Retrospective Futures 1
Preface
I realised that a good many of my degree and diploma level projects had plenty of future thinking into the issues surrounding sustainability and the built environment. I thought the material was worthy of dusting off, digitising and celebrating as a series of retrospective future thinking posts for the Sustainababble blog. This project from 1988 looked forward to the demise of fossil fuel burning motor vehicle culture.

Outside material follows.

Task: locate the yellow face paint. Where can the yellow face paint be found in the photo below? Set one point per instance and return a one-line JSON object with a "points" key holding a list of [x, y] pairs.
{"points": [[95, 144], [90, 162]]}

Motorway Service Station, Kent, 1988
Our second-year tutor at the Canterbury College of Art’s Architecture School, Charles Neale dreamt-up an intriguing brief for our main project of the year. The Channel Tunnel was under construction and Charles reckoned there was a need for a motorway service station to act as something of a gateway for travellers entering or re-entering the United Kingdom. In a way, this was a celebration of motorcar culture but almost immediately I started to struggle with what my approach to the brief should be. A breakthrough came when I hit on the idea that the facility should be conceived as a rusting hulk of motor-culture; a disintegrating machine stranded in a Kentish field. For me it became an epitaph to a by-gone age, an age, which was to me, so clearly out of balance with the sustaining capacity of the Earth.
For me the motorway service station had to become an epitaph to the by-gone age of the fossil fuel burning motor vehicle, an age, which was to me, so clearly out of balance with the sustaining capacity of the Earth and what we woud later collectively associate with the culture of ‘peak oil’.